FX取引における通貨ペアはどういう基準で選ぶべきか

90年代から高い経済力で発展してきた中国や東南アジア、南米諸国は新興国と呼ばれています。FXを行う際に有望な投資先ではありますが、注意も必要です。これらの国々の政府や中央銀行では、外資が急速に流入したり流出したりすると国内経済が大きく変動するとして、厳しい制限を設けているケースがあるからです。

たとえば中国は経済発展が著しいものの、政府の為替管理が非常に厳しいことで知られています。比較的自由に投資ができ、必要なときに引き上げることができる通貨を選ぶことが重要です。いつでも買いたい時に買うことができ、売りたい時に売ることができるということは重要なことで、これを流動性が高いといいます。

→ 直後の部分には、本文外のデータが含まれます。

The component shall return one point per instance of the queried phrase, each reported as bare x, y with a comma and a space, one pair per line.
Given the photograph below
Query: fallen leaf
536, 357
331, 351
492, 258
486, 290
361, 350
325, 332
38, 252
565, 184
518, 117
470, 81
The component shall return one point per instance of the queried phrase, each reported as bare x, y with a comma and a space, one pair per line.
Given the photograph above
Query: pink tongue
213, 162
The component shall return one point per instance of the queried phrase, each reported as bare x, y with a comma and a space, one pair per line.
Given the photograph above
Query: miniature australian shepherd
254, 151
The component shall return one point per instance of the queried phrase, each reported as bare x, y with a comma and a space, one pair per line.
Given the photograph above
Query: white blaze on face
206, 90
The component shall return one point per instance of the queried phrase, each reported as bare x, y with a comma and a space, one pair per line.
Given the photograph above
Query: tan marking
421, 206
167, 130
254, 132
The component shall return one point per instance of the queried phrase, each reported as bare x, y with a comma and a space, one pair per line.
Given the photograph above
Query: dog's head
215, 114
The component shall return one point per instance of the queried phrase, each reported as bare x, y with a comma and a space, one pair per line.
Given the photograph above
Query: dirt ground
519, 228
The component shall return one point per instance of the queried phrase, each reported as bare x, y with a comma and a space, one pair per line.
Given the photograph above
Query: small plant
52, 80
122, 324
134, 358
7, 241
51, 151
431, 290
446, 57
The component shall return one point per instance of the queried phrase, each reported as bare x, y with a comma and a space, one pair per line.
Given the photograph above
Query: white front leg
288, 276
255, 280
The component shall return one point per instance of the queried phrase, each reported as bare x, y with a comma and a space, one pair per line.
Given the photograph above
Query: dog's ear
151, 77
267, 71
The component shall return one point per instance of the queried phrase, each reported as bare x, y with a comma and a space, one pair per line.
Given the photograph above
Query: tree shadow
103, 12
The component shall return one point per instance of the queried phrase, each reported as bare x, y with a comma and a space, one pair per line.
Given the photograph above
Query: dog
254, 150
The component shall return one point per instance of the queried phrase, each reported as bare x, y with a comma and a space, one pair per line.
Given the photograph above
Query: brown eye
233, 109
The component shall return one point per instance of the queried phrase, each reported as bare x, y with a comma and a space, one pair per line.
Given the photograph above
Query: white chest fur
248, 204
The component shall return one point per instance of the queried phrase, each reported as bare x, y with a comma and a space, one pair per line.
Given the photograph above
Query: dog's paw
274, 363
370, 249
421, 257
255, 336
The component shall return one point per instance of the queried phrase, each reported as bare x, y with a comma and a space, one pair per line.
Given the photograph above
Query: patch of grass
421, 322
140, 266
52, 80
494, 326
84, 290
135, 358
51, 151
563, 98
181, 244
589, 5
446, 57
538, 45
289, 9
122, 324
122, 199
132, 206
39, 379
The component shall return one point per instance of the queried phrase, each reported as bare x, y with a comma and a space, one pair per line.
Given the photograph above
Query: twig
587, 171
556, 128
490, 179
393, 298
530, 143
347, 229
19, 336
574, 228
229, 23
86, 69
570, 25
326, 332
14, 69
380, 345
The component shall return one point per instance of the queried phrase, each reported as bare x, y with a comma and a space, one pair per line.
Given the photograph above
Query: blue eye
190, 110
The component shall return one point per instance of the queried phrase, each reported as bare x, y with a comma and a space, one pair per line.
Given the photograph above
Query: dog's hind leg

市場は、取引量が多ければ多いほど流動性が高くなります。同時に、投資判断に有益な経済指標などの情報も多くなります。逆に、取引量が少ないと、わずかな売り買いでも値動きが敏感に反応して、為替レートが乱高化しやすくなります。

最も流動性の高い通貨は、世界の基軸通貨である米ドル、次いでユーロです。初心者はまずは米ドルやユーロの取引からはじめ、そこで十分な成果とノウハウを得てから、より大きな利鞘を目標に他の通貨に挑戦してみるのが向いているといえます。

通貨当局の役割

当局というのは、政府および中央銀行のことを指し、日本では財務省と金融庁と日本銀行がこれに相当します。外国為替市場の参加者には日本銀行も含まれます。

ただし、日本の場合、外国為替に関してはほとんどの権限が財務省に属しており、日本銀行は財務省の意向を受けてマーケットに参加しているだけなので、狭義の当局は財務省ということになります。

もっとも、日本銀行も銀行の考査を行います(金融機関との契約に基づくものなので、罰則規定はありません)ので当局と呼ぶこともできます。金融庁も銀行などの金融機関の検査を行います。

1998年の法改正以降に出現した外国為替証拠金取引の業者は、金融庁に登録することが必要となっています。金融政策は日本銀行の専管事項ですが、外国為替に関しては財務省の決定で介入が行われ、資金も全て財務省によっています。

これは諸外国では少し事情が異なります。アメリカの場合、金融政策は連邦準備制度理事会(FRB)が担っていますが、通貨政策では財務省にウェイトが移ります。外国為替市場の介入決定は財務省が行いますが、FRBも介入のための資金は分担しています。これらが通貨当局と呼ばれるもので、市場介入を行う機関になっており、介入の方法は様々あります。